Even then, his son did not realize how ill he was. "That was his way," Steele said. "He was a Marine - I shouldn't say 'was', you're a Marine forever.
"He was lying there, talking to me at noon. At 3 p.m., he was gone."
Steele walked out of the emergency room, he said, in a state of shock. He called his wife, Linda, and then he called Chavis.
Both men remember that moment. Chavis, en route from Knoxville to Dillon, was near the intersection of I-20 and I-95. He pulled off the highway to take his friend's call.
He listened, his heart breaking for his friend, and said "I'm on my way - right now."
"It had been 10 minutes (since his father's death), and I knew what that was like," said Chavis, who was comforted by Steele when Chavis' parents died in the mid-1990s. "My wife (Diane) sat listening to the conversation - I was getting ready to take her on vacation - and when I hung up, she said, 'You've got to go back.'"
Chavis did; turned his car around right there and drove to Knoxville, picked up a change of clothes and then drove to the hospital.
Steele said he will never forget his friend's arrival.
"I tell you this," he said, his voice husky. "When my wife walked through the hospital door, I didn't shed a tear; when my son and daughter walked in, the same. But when John got out of his car, I had to walk away with him.
"To be honest, that was the ice-breaker, the point where I dealt with it. I didn't deal with it until John and I were together."
That's what friends - no, more than friends; brothers - do.
Life goes on; coaches keep on moving, chasing jobs, dreams, hopes. But as long as they have cell phones, Steele and Chavis will be able to share it all.
Sometime in the future, they say, they won't even need the phones.
"We say we're going to retire, go back to the Pee Dee and volunteer at some high school," Steele said. "We'll be the defensive staff: He'll take the front (seven), I'll take the secondary, and we'll just kind of (do it)."

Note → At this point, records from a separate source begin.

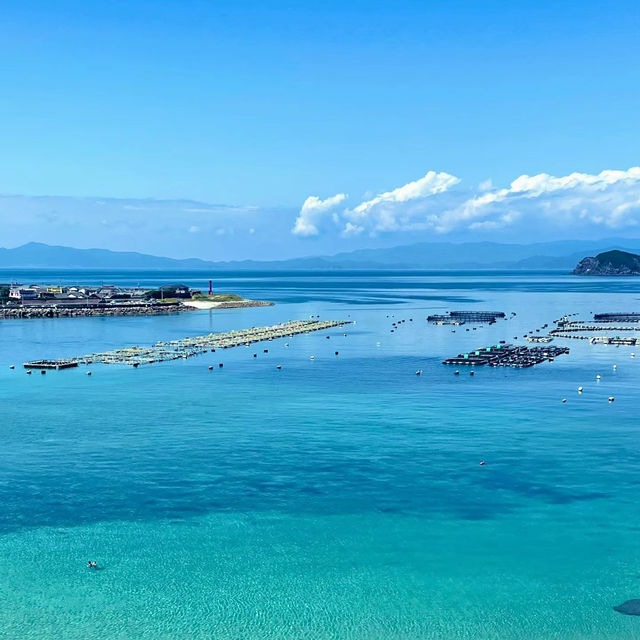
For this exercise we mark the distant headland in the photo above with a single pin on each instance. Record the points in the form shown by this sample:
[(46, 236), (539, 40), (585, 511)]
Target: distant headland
[(609, 263)]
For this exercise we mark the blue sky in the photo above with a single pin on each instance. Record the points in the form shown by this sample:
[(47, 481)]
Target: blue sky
[(258, 106)]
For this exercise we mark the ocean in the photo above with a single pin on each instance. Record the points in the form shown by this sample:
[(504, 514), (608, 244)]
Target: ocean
[(339, 497)]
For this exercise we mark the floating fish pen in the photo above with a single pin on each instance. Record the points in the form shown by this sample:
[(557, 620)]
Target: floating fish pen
[(616, 317), (506, 355), (188, 347), (617, 340), (51, 364), (442, 320), (460, 317), (543, 339)]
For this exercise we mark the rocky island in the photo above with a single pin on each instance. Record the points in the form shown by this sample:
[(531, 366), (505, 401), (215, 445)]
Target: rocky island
[(609, 263)]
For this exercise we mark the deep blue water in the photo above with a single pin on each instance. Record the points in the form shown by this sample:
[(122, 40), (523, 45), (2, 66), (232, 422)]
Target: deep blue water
[(339, 497)]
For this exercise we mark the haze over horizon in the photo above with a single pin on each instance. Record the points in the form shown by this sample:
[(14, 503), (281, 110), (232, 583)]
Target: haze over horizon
[(266, 131)]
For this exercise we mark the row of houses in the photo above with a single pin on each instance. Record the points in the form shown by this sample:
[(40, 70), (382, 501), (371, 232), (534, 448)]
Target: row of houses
[(87, 295)]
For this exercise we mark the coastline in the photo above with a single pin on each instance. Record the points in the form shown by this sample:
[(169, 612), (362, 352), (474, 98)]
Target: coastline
[(211, 304)]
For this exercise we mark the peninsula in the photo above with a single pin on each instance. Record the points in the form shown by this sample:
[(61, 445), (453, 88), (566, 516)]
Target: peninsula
[(609, 263), (56, 301)]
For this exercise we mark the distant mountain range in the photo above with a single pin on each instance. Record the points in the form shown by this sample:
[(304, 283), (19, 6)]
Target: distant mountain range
[(426, 255)]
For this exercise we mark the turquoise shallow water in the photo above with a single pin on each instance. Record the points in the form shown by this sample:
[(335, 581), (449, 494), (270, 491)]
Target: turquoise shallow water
[(340, 497)]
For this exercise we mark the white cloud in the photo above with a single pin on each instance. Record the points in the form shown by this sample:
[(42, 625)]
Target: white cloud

Chavis laughed when told Steele's words. "We're not kidding around about it," he said. "We might be able to do it someday at a place like we are now, but if not, maybe a small school or even high school ball."
Hayes would love to see both of them back in Dillon, offering a new generation the benefit of their own backgrounds, their knowledge of football and the theme that runs through both.
"Those guys have never forgotten where they came from," Hayes said. "They always come back, say 'what can we do to help?' Their roots are still in Dillon."
And on any given Saturday, each knows whatever happens in their respective games, someone who knows and understands what it's like is never more than a phone call away.